A few other takeaways from last night's forum:
- City Council President Michelle Mosby looked unprepared, or at least overwhelmed by the moment. Early on, she stumbled through questions about homelessness and the city’s deal with Stone Brewing Company. She brought some practiced attacks on Morrissey, and the word from the theater was that she did much better during the off-camera Q&A session that followed. But there’s a reason her poll numbers are so low: she hasn’t impressed voters to the same degree that the other four candidates have.
- The other council member on the dais, Jon Baliles, had another of his quietly impressive performances. (He’s the only candidate who didn’t have to field a question about his past mistakes – Mosby's bankruptcy, Morrissey's stint in jail, etc.). Still, his low-key energy and overall wonkiness paled in comparison to the high-energy of the other three men. I don’t think he really got the best questions for him to shine – everyone is stealing his ideas on dedicated school funding, for example, and that question was directed to Jack Berry – in the way that he has in other, smaller forums around the city. The son of a former Governor, Baliles was optimistic based on his family history - a Baliles has never been ahead in the polls, he argued - but it looks like with the oxygen sucked up by all the other candidates, Baliles will continue to have trouble breaking through. (At least he can get a job in the next mayor’s administration.)

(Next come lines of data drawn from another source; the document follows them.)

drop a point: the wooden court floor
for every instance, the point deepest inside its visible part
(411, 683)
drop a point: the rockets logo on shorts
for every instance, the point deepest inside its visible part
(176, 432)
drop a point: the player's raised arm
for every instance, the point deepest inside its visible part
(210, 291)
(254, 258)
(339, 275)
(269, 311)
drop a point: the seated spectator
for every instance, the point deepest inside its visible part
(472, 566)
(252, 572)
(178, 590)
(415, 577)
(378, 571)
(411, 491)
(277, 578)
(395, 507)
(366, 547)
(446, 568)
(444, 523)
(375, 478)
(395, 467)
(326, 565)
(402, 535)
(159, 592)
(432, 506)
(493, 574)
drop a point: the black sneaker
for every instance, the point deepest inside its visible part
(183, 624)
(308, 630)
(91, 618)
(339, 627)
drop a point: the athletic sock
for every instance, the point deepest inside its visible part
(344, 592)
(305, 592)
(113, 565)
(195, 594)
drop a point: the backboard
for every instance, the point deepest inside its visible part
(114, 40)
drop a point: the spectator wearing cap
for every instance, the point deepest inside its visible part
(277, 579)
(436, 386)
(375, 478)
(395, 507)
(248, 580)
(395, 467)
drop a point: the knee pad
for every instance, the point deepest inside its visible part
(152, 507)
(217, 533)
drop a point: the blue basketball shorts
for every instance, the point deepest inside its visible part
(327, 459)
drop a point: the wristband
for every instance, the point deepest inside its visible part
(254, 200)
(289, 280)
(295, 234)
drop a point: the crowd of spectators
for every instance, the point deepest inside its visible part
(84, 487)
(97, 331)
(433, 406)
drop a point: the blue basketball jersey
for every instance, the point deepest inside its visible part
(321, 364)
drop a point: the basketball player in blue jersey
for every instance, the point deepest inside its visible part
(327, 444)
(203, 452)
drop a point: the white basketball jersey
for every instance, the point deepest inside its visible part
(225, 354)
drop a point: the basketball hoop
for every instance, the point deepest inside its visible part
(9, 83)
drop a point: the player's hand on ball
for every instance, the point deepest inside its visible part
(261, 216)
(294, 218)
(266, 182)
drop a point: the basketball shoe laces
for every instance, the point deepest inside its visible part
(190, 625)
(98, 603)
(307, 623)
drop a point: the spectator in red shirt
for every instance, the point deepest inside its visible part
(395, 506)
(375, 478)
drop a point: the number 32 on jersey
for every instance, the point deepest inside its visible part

- The moderators were praised on Twitter, a marked contrast to some other recent moderating performances. (I think Lester Holt is still in therapy.) But there were some odd questions from WCVE reporter Craig Carper, including asking the candidates if they wanted to keep Schools Superintendent Dana Bedden - a decision, as all candidates rightly noted, that is up to the School Board, not the Mayor.
- The forum format included an interesting, and revealing wrinkle: candidates could use up to two "wildcards" to answer questions. Stoney used both of his to attack Morrissey, while Berry used one to take on a question about supporting minority businesses – a telling step for a candidate who has had trouble reaching the city’s majority-black districts. And, of course, Morrissey used both of his within the first 15 minutes, with the moderators reminding him of this fact at least twice during the rest of the debate.

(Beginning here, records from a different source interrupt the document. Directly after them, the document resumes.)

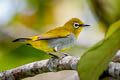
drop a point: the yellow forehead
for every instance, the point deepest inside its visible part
(74, 20)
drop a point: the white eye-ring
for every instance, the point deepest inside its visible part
(76, 25)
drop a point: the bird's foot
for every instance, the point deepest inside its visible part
(52, 64)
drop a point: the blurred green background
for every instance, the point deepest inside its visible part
(26, 18)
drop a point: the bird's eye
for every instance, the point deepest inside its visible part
(76, 25)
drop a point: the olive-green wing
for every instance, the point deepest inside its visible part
(59, 32)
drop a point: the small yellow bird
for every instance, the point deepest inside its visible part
(57, 40)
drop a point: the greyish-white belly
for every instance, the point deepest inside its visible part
(62, 43)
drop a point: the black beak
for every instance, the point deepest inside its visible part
(84, 25)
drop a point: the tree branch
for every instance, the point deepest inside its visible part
(54, 64)
(34, 68)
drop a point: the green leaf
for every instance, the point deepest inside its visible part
(96, 59)
(113, 28)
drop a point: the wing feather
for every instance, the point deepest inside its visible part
(59, 32)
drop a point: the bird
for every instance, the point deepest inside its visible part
(58, 39)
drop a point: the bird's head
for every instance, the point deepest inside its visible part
(75, 26)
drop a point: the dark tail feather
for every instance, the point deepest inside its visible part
(20, 39)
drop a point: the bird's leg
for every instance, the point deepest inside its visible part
(52, 62)
(54, 56)
(55, 49)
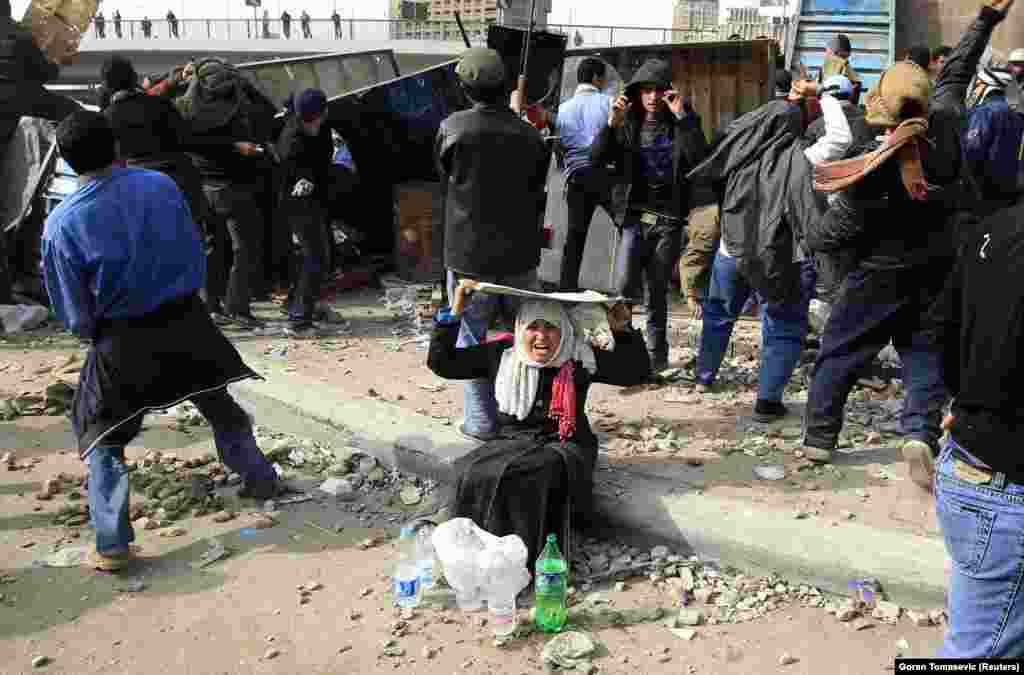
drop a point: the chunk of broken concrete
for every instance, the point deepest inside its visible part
(887, 612)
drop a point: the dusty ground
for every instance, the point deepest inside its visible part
(226, 618)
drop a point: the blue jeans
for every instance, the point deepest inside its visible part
(109, 499)
(782, 330)
(873, 307)
(982, 517)
(109, 475)
(479, 405)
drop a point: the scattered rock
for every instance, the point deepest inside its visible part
(340, 489)
(847, 614)
(887, 612)
(684, 633)
(687, 618)
(411, 496)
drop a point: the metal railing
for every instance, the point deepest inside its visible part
(383, 29)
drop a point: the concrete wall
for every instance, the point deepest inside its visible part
(942, 22)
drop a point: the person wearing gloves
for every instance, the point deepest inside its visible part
(783, 324)
(652, 139)
(123, 263)
(305, 151)
(538, 477)
(993, 144)
(896, 271)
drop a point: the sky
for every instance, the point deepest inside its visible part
(600, 12)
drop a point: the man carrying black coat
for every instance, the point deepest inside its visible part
(653, 138)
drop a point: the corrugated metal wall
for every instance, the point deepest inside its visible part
(723, 80)
(869, 25)
(934, 23)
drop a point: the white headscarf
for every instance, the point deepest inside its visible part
(518, 376)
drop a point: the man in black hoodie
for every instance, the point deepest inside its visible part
(653, 138)
(305, 151)
(24, 70)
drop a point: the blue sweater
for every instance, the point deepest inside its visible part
(580, 120)
(120, 247)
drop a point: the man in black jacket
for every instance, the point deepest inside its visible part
(305, 151)
(898, 270)
(980, 482)
(980, 474)
(493, 168)
(24, 70)
(653, 138)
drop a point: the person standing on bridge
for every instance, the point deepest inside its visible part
(123, 263)
(336, 19)
(286, 25)
(172, 25)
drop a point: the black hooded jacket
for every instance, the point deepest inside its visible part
(766, 196)
(877, 218)
(621, 148)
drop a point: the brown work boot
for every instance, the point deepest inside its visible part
(112, 562)
(818, 455)
(921, 463)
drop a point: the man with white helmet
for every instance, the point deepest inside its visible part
(992, 143)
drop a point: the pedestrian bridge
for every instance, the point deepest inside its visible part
(159, 55)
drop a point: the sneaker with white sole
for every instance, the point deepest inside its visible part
(920, 463)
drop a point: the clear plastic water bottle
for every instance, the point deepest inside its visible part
(425, 555)
(407, 577)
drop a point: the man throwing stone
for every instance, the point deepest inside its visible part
(123, 265)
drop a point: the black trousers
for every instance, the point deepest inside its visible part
(648, 251)
(308, 223)
(236, 207)
(587, 190)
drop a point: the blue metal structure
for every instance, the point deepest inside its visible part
(870, 26)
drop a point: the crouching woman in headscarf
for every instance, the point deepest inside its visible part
(539, 474)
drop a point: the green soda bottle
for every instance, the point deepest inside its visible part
(550, 588)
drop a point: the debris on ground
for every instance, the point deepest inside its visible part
(215, 551)
(569, 650)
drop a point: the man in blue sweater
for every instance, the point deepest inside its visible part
(123, 264)
(587, 185)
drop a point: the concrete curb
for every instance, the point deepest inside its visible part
(654, 510)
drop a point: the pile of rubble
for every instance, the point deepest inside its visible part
(54, 397)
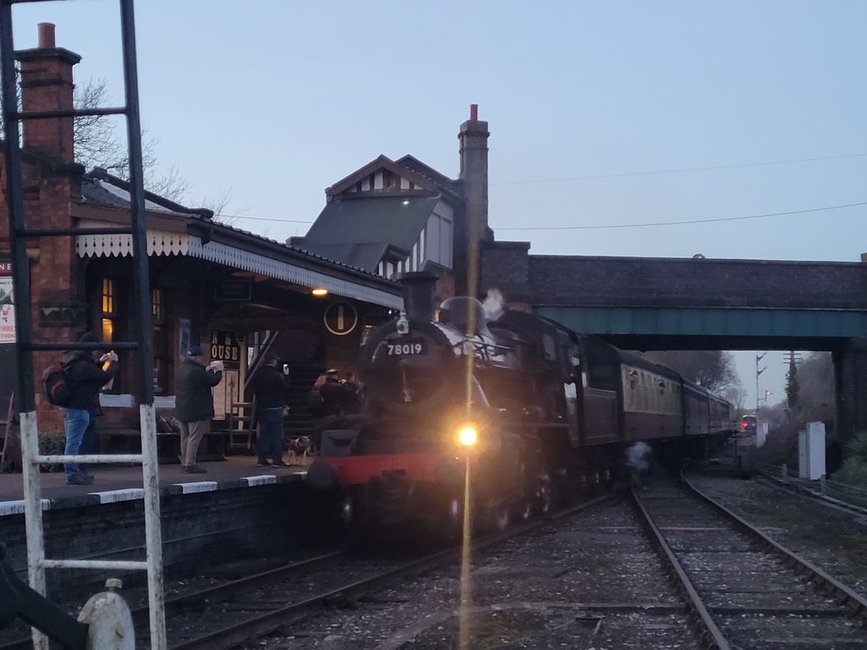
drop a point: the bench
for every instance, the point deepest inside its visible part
(128, 441)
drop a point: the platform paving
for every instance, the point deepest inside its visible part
(114, 483)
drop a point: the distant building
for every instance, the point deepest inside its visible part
(396, 216)
(228, 290)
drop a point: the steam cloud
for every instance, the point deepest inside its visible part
(493, 305)
(638, 456)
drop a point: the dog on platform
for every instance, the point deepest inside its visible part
(300, 448)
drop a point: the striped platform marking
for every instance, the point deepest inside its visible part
(197, 486)
(113, 496)
(17, 507)
(261, 479)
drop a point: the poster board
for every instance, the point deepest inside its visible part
(225, 393)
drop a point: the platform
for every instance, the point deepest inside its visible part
(115, 483)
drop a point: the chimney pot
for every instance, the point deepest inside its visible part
(46, 36)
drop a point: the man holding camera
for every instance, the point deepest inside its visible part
(194, 404)
(85, 377)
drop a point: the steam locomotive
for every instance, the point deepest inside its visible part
(515, 406)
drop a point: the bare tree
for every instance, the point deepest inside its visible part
(97, 144)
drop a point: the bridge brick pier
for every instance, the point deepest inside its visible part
(700, 304)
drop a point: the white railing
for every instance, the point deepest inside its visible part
(838, 491)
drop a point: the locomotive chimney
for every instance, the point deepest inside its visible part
(473, 137)
(419, 294)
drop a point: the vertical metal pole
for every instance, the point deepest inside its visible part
(23, 318)
(144, 326)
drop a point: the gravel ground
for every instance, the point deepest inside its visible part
(593, 582)
(833, 539)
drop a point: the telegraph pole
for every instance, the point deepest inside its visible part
(759, 357)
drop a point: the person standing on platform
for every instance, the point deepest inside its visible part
(194, 404)
(85, 377)
(271, 388)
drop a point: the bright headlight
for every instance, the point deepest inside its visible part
(468, 435)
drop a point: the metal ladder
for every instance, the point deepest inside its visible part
(143, 345)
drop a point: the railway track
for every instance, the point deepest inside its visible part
(744, 589)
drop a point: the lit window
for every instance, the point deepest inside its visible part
(109, 291)
(109, 308)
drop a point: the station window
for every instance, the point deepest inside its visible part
(109, 308)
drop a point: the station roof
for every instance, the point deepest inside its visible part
(173, 229)
(359, 231)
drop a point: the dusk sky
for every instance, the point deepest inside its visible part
(739, 125)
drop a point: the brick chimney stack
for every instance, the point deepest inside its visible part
(473, 137)
(46, 85)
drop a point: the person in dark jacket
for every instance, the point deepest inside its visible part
(194, 404)
(85, 377)
(271, 388)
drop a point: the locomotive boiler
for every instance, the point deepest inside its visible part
(518, 405)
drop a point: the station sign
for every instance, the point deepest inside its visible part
(225, 347)
(7, 304)
(340, 318)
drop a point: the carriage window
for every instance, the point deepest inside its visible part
(108, 308)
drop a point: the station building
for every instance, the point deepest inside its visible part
(231, 291)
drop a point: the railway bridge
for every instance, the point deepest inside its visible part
(701, 304)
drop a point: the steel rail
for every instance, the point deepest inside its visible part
(701, 618)
(852, 600)
(237, 633)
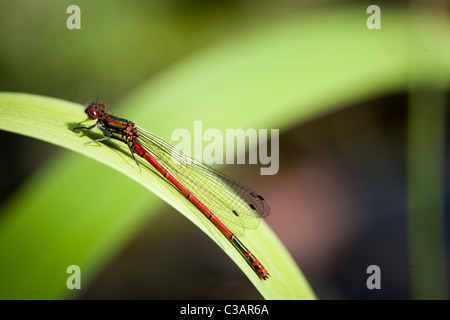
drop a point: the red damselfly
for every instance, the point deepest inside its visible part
(198, 182)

One final note: Stoney has one big card left to play, one that has been largely overlooked. The city's Democratic machine has endorsed him. Most citizens are what we political scientists call "low-information voters;" they look for shortcuts to decide how to choose candidates. They might look at demographics - race, for example - or just vote for a name they know. (Part of Morrissey's support is just that he's a known quantity in Richmond.) But party still matters, even in local elections. And while there won’t be a "D" next to Stoney’' name on the ballot in an officially non-partisan election, you can bet that Democratic Party operatives will be out handing out sample ballots of endorsed candidates. Those pulling the lever for Hillary Clinton will be doing the same for Stoney; this mostly hidden advantage bodes well for Stoney in November.